5. Drone Population Has Exploded
Drones don’t do hive work. They exist to mate with new queens. And a colony preparing to swarm produces a lot of them. If you open your hive and notice way more drones than usual — the big, round, loud ones with no stinger — that’s a biological signal. The colony is shifting resources toward reproduction.
One frame of drone brood isn’t unusual. Three or four frames, especially combined with other signs on this list, is a red flag.
6. Bee Scouts Are Acting Strange Around Your Property

A day or two before a swarm, scout bees start looking for a new home. They fly out and inspect cavities — hollow trees, gaps in walls, sometimes chimneys or the inside of a garden shed. If you’re noticing a few bees investigating odd spots around your property that they’ve never cared about before, it might not be random.

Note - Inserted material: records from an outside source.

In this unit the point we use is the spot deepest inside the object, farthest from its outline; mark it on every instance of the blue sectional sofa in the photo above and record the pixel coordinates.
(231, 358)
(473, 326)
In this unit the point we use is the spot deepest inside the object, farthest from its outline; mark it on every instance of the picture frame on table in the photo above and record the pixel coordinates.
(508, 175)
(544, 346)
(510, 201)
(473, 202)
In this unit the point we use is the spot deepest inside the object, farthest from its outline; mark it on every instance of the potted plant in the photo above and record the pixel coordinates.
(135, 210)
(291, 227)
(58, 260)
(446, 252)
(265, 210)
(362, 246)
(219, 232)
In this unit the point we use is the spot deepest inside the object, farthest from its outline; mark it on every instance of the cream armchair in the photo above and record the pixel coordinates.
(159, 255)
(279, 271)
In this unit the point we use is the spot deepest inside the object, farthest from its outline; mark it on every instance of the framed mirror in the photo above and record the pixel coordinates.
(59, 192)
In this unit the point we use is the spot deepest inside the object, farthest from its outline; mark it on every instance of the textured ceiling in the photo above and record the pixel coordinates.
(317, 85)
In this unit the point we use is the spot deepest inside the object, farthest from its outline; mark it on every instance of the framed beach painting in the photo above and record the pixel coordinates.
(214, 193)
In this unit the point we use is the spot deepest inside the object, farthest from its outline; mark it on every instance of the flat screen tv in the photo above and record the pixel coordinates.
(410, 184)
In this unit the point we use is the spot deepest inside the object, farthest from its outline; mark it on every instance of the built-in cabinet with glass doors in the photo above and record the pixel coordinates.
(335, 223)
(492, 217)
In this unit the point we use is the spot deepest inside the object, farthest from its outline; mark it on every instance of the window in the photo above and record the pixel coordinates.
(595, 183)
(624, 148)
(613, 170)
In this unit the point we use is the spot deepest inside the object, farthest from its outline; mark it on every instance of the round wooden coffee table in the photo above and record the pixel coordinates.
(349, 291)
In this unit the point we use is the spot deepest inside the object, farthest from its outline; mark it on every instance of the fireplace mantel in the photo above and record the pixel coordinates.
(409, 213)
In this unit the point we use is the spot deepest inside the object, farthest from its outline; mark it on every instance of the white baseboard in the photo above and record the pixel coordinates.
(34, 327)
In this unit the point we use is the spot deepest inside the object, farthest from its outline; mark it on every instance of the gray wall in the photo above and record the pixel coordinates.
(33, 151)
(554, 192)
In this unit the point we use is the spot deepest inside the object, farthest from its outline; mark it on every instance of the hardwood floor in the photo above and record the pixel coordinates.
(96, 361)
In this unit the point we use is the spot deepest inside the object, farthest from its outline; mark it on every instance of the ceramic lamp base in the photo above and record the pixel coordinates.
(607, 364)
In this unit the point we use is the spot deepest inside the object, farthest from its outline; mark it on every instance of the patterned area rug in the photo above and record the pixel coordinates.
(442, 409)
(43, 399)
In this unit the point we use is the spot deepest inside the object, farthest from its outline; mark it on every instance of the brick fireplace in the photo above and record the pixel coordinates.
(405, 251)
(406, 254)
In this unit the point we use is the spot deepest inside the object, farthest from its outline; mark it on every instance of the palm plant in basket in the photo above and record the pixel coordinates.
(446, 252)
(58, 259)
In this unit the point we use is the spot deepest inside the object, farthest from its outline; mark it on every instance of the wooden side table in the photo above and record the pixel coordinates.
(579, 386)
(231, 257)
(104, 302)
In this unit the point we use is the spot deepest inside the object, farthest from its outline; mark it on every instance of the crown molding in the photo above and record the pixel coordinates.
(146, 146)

This one is subtle and easy to miss, but once you know what to look for, you start seeing it.
7. The Hive Sound Has Changed
Experienced beekeepers often talk about “reading” a hive by sound. A healthy, calm hive has a steady, low hum. A hive building up toward a swarm gets louder, almost restless. There’s an energy to it that’s hard to describe until you’ve heard it, but it’s there.
If your hive sounds different — more intense, more chaotic — trust your gut and open it up.
The Bigger Picture
Here’s the thing about swarming that a lot of beginning beekeepers don’t fully appreciate: the bees are not doing anything wrong. Swarming is how bee colonies reproduce at the colony level. It’s healthy behavior. A strong colony that swarms is, in some ways, a success story.

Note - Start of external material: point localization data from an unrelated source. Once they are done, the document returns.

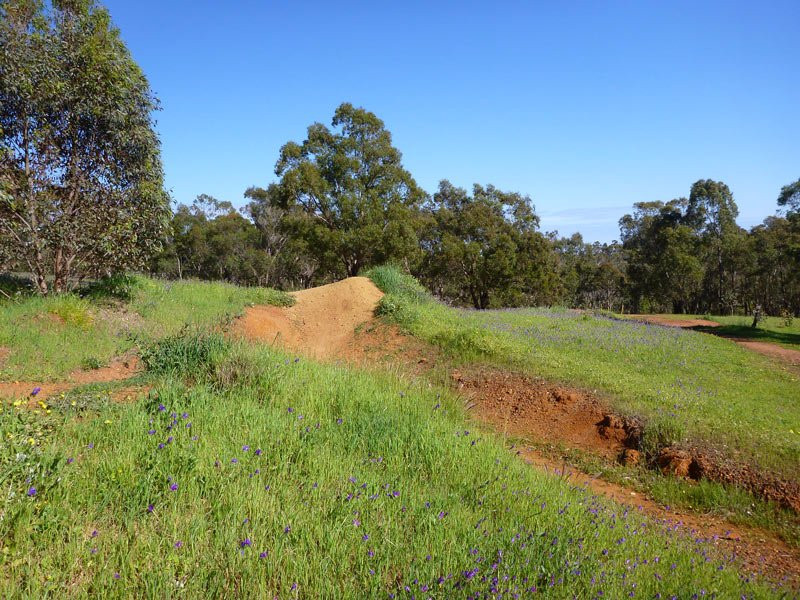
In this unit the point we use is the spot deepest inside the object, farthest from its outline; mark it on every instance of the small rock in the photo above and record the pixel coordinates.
(674, 461)
(630, 457)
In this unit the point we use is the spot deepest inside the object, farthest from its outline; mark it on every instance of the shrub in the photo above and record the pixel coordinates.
(115, 287)
(72, 310)
(186, 353)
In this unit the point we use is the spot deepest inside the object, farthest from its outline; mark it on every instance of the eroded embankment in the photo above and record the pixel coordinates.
(335, 322)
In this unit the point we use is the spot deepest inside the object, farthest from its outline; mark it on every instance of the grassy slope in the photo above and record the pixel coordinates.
(48, 337)
(770, 329)
(395, 494)
(688, 385)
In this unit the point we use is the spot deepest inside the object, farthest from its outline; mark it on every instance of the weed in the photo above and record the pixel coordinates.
(189, 353)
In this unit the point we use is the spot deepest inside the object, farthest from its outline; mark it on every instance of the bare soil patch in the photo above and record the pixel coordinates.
(780, 353)
(757, 551)
(335, 322)
(322, 322)
(523, 406)
(670, 322)
(787, 356)
(120, 368)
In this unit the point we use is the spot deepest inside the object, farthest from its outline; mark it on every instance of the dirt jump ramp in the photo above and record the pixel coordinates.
(322, 322)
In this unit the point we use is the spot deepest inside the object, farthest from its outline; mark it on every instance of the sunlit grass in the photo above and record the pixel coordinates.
(275, 477)
(706, 388)
(47, 338)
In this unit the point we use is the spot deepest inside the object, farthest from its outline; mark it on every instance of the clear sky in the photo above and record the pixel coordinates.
(587, 107)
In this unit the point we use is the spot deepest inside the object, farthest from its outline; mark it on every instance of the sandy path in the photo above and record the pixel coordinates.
(120, 368)
(321, 323)
(781, 354)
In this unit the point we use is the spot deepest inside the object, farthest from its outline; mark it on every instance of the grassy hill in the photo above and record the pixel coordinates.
(246, 472)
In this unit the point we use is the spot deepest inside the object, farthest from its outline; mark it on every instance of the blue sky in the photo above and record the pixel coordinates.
(587, 107)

The challenge for you as a beekeeper is that losing half your bees mid-season can set your honey production back significantly. And a swarm that lands somewhere inconvenient — a neighbor’s fence, a busy street, someone’s garden wall — becomes a problem fast.
The earlier you catch these signs, the more options you have. A colony showing signs one and two on this list gives you weeks to act. A colony at sign three or four gives you days. By the time you hear a roar and see a cloud of bees rising out of your hive, your window has closed.
Check your hives this week. Really check them — every frame, every bottom bar. Swarm season 2026 is moving faster than usual, and the colonies that made it through winter are strong and ready to split.